Psychosocial factors have been demonstrated to influence the supportive care needs of patients, particularly anxiety and depression. Diagnosis with an incurable disease can trigger new disorders and exacerbate those that are pre-existing, negatively impacting quality of life and cooperation with therapeutic recommendations. Uncertainty about the future and lack of information were shown to be important determinants in supportive needs of patients with MM in this regard. [94]

When patients with MM met for a roundtable in 2015, it was validated that they were aware of the inevitability of relapse and that they preferred to be informed upfront about the treatment plan and likely succession of treatments they would receive during their illness. Uncertainty also developed from the variation in care provided between practice settings. They felt vulnerable due to their lack of medical knowledge and forced reliance of recommendations of physicians. [95] Connecting patients with support agencies, such as the Multiple Myeloma Research Foundation and the Leukemia and Lymphoma Society may provide additional emotional and educational resources as well as direction toward additional resources that can assist with the “financial toxicity” of MM therapy.

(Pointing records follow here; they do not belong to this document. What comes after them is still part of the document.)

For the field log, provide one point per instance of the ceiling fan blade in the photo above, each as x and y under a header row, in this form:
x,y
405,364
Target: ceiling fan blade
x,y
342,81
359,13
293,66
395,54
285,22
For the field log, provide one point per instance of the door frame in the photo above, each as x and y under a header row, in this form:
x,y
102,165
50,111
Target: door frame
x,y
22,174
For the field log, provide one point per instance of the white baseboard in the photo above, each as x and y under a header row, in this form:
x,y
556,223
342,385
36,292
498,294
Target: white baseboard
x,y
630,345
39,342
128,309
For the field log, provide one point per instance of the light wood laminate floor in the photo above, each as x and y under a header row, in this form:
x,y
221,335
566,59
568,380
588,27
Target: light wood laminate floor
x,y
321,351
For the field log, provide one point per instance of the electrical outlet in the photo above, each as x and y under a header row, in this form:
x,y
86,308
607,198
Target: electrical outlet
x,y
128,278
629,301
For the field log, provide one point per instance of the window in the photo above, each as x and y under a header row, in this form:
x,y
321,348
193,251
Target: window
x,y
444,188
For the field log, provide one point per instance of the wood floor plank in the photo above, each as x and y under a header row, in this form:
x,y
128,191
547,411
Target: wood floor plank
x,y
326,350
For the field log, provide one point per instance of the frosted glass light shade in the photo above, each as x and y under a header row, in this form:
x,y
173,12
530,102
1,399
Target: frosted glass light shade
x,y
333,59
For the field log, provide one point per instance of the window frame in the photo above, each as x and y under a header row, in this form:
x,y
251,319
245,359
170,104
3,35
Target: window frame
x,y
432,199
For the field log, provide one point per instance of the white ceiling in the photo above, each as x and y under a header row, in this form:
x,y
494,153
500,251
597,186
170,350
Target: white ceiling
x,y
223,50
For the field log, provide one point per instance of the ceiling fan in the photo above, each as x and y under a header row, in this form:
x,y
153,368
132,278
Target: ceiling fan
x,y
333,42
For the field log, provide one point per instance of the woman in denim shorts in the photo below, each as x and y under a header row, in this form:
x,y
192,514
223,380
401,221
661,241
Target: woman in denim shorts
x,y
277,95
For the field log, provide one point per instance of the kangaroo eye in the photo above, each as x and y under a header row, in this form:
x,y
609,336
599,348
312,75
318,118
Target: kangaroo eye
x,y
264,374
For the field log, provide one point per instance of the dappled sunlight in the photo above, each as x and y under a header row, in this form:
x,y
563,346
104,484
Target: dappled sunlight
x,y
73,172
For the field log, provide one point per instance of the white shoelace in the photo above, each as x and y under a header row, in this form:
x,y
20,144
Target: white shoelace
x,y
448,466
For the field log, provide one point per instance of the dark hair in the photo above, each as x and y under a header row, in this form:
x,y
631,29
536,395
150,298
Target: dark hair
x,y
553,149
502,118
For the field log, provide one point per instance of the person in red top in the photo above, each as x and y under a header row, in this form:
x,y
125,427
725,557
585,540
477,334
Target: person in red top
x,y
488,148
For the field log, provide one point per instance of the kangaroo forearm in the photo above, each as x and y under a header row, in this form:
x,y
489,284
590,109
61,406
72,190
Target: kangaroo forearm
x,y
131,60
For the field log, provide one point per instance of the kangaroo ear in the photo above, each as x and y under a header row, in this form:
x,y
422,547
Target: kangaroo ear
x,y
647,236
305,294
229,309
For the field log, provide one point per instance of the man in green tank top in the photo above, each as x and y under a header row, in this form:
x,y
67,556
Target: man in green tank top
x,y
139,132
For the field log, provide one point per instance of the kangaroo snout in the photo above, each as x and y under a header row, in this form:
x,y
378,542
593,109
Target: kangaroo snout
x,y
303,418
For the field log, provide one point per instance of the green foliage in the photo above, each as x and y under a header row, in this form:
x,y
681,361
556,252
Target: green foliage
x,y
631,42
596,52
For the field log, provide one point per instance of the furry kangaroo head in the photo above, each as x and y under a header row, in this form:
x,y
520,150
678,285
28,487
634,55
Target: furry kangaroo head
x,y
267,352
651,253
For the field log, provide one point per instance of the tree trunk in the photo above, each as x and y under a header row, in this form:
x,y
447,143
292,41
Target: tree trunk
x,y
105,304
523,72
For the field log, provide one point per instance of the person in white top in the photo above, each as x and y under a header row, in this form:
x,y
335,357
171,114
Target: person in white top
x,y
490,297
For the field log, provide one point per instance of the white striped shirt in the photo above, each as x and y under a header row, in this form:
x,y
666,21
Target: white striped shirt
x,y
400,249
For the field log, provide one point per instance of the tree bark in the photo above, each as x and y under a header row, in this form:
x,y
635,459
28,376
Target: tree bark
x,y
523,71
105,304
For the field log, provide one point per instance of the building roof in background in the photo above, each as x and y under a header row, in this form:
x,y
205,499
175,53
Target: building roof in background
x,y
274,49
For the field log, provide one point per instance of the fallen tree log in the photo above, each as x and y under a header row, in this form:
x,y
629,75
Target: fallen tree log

Reviewing symptoms at each encounter allows for prompt initiation of aggressive treatments and enhances the ability of patients to stay on treatment. Effective therapies are now available for most toxicities and initiating them as soon as possible is crucial. Much of this is within nursing’s domain. One of the most valuable advocates a patient with MM can have, is his/her office, clinic, and infusion center nurse. Nursing assessments, and communication to report symptoms to other providers, help to increase the team’s ability to adequately address the aforementioned issues, provide more seamless care, an optimize outcomes for patients with MM.

Toxicities of Therapy

Despite rapid advances in treatment, MM remains incurable, and toxicities associated with treatment have an obvious impact on QOL. They are frequently responsible for discontinuation of otherwise therapeutic agent(s). Toxicity mitigation and nursing actions are presented in Table 2.

CONCLUSION

Targeted therapies have made a dramatic difference in terms of efficacy and safety for patients with MM. Though multiple myeloma remains incurable, the ability to combine agents to address multiple targets simultaneously is likely to continue and hopefully reach the point of cure for some patients. Development of these drugs and immune therapies has been rapid, and there is no reason to suspect this to change in the near future. As new classes of agents emerge, and new agents within class are developed, nurses can build on past experience to assist patients through the myriad of toxicities in order to take advantage of this evolving science.